🤖 Why Goldman Sachs thinks generative AI could have a huge impact on economic growth and productivity
The end of the Long Stagnation might finally be at hand
“In the limit, if capital can replace labor entirely, growth rates could explode, with incomes becoming infinite in finite time.” - “The Future of U.S. Economic Growth” by John G. Fernald and Charles I. Jones, January 2014
The Essay
🤖 Why Goldman Sachs thinks generative AI could have a huge impact on economic growth and productivity
The raison d'être of this newsletter is building a better world — wealthier, healthier, more opportunity, more resilience, more fun — through faster technological progress and economic growth. And while big advances in artificial intelligence are likely going to be a big part of making that goal a reality, I’m not banking on human-level AI, much less superhuman machine intelligence. Humanity can accomplish a lot merely by progressing as fast in the future as it has during peak periods of the past. And at least one Wall Street megabank thinks generative AI technologies such as ChatGPT and Bard can do the trick.
The title of the new Goldman Sachs report, “The Potentially Large Effects of Artificial Intelligence on Economic Growth,” is pro-progress, Up Wing music to my conservative-futurist ears. From the report:
The recent emergence of generative artificial intelligence (AI) raises whether we are on the brink of a rapid acceleration in task automation that will drive labor cost savings and raise productivity. Despite significant uncertainty around the potential of generative AI, its ability to generate content that is indistinguishable from human-created output and to break down communication barriers between humans and machines reflects a major advancement with potentially large macroeconomic effects. … The combination of significant labor cost savings, new job creation, and a productivity boost for non-displaced workers raises the possibility of a labor productivity boom like those that followed the emergence of earlier general-purpose technologies like the electric motor and personal computer.
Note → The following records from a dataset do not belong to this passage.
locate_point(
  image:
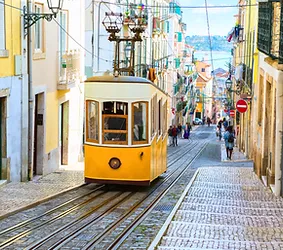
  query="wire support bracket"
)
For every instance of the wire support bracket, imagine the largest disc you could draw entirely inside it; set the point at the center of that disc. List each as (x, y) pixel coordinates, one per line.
(31, 18)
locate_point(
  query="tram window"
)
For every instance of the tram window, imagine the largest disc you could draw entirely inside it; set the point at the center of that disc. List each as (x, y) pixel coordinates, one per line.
(92, 123)
(140, 122)
(115, 119)
(159, 118)
(153, 115)
(119, 108)
(164, 119)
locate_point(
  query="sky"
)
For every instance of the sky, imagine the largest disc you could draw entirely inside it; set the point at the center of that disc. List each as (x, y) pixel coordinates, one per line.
(221, 20)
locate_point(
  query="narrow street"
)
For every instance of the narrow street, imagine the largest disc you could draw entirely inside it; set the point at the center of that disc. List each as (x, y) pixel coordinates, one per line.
(126, 217)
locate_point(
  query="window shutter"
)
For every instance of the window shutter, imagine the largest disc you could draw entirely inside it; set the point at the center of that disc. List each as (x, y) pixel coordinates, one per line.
(2, 26)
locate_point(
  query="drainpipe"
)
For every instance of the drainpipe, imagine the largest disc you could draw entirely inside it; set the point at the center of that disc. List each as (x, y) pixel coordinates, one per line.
(30, 98)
Here are the main takeaways from GS economists Joseph Briggs and Devesh Kodnani, which I shall subsequently dive into:
Generative AI could raise annual US labor productivity growth by just under 1½ percentage points over a 10-year period following widespread business adoption.
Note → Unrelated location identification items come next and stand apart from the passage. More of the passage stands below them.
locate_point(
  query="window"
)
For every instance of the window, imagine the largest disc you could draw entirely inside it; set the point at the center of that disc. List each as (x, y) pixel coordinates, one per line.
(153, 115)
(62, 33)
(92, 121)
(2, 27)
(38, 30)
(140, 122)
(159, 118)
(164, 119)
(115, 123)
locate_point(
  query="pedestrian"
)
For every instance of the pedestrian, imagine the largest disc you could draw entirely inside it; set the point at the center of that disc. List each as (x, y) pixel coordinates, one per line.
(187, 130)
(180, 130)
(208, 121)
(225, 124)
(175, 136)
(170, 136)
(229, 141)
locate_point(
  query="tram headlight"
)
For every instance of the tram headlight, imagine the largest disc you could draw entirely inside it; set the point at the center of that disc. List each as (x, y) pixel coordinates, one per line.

Generative AI could eventually increase annual global GDP by 7 percent, equal to an almost $7 trillion increase in annual global GDP over a 10-year period.
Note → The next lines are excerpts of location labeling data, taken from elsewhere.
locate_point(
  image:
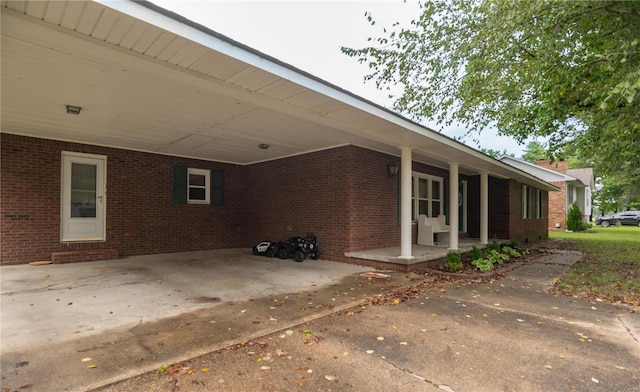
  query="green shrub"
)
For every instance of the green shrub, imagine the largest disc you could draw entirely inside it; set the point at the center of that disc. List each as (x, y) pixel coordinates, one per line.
(574, 219)
(494, 245)
(453, 261)
(511, 251)
(483, 264)
(475, 253)
(493, 257)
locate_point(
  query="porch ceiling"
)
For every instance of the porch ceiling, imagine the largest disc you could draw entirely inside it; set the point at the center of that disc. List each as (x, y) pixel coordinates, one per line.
(150, 80)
Generative AI will be disruptive to jobs: “We find that roughly two-thirds of current jobs are exposed to some degree of AI automation, and that generative AI could substitute up to one-fourth of current work.”
AI investment could approach 1 percent of US GDP by 2030 if it increases at the pace of software investment in the 1990s. (That said, US and global private investment in AI totaled $53 billion and $94 billion in 2021, a fivefold increase in real terms from five years prior.)
For context, such a labor productivity increase would double the long-term Congressional Budget Office forecast of US productivity — and economic growth.
It would create a long-term 3 percent economy (again), instead of a 1.5 percent economy, with productivity growth at the highest levels since the boomy late 1990s and early 2000s. The Long Stagnation could soon be over. Well, soon-ish. Key caveats here include how good generative AI gets (the difficulty level of the tasks it can automate) and how fast the evolving technology is adopted throughout the economy.